Spectrum analysis of the planets Venus and Mars that is a spectrum gives you the chemical
composition of the planet depending on the reflective properties of he gases and elements involved
these planets are essentially at chemical equilibrium. This is a chemical term.
If you take a number of chemicals that can react w/ each other, and you put them in a test tube
together, and you let the processes rip, eventually all the processes will be carried out, and you
will be let w/ the product of the reaction.

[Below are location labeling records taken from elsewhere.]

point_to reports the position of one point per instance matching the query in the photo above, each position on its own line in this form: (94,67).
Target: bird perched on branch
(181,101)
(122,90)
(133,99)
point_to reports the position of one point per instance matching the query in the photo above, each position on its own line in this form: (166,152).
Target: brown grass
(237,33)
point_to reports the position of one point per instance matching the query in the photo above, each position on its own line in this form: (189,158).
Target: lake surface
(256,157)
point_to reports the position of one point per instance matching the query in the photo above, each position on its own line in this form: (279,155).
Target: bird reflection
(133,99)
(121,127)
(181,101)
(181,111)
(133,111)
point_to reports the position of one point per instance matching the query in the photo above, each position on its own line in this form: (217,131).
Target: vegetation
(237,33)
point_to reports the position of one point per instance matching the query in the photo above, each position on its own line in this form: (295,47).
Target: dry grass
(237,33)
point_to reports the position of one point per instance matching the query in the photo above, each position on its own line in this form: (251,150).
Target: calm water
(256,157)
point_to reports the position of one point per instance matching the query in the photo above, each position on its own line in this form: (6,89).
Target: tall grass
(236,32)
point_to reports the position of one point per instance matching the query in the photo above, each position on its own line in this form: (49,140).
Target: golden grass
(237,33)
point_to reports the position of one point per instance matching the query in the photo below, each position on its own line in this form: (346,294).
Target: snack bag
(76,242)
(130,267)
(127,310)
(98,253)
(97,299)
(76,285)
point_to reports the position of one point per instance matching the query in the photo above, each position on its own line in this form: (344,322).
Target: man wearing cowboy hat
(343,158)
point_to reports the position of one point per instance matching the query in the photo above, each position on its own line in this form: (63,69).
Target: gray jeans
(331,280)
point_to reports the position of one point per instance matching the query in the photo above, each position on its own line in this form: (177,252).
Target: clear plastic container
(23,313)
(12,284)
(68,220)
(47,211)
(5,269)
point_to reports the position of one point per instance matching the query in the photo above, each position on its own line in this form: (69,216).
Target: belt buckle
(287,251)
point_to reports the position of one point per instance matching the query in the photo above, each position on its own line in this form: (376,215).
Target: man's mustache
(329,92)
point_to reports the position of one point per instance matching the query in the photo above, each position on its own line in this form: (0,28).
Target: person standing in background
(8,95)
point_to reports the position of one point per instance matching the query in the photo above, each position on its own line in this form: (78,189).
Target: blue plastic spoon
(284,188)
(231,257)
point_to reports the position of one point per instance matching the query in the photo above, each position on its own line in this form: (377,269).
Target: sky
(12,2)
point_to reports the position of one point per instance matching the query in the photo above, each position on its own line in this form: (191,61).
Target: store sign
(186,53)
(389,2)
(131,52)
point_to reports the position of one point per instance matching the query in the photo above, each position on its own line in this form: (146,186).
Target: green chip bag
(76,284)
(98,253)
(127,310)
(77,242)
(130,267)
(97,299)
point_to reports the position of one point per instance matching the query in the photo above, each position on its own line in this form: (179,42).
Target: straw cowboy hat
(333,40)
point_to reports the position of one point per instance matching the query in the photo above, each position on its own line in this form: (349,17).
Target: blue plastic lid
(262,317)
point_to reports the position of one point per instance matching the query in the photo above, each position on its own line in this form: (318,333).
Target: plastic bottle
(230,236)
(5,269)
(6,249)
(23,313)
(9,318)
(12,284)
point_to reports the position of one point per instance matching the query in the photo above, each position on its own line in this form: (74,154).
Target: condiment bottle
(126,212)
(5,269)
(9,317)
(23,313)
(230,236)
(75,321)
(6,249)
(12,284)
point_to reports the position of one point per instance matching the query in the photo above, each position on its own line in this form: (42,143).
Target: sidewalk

This is playing out of entropy, the running down of
physical and chemical system.
If you contrast w/ the Earth, you find that among, other things, there is 21% oxygen, which is
an incredibly reactive gas, and all sorts of other detectable products which suggest that there
is intensive activity going on, keeping these gases gar from equilibrium.
The evidence of the chemical composition of the atmosphere alone not only indicated that there was
life on earth, but that the atmosphere was a continuing product of the biosphere – that is, it was
sustained by the array of organisms on the planet.
Lovelock then went on to argue that the Earth was itself a self-regulating system, which he called
GAIA.
1. One problem is that it is not subject to competition, so far at any rate.
2. Second problem, it is the platform for organisms, w/in which organisms function, so while it is
plausible that it might be a superorganism, it is more or less is its own environment, except of course
for the sun, deep space and the occasional rain of comets and meteors.
3. Third problem, and most complex of all, it is hard to see how all individual organisms, working for
their own survival, should somehow also be working for the larger environment for which they are a
part – this is one of the reasons why a holistic, organic metaphor arose.
It is also important to stress that there are complications to the Gaia hypothesis.
The fact that many of the processes that involve elements like oxygen are strongly regulated
by non-living physical and chemical processes, such as: weathering, volcanism, and other.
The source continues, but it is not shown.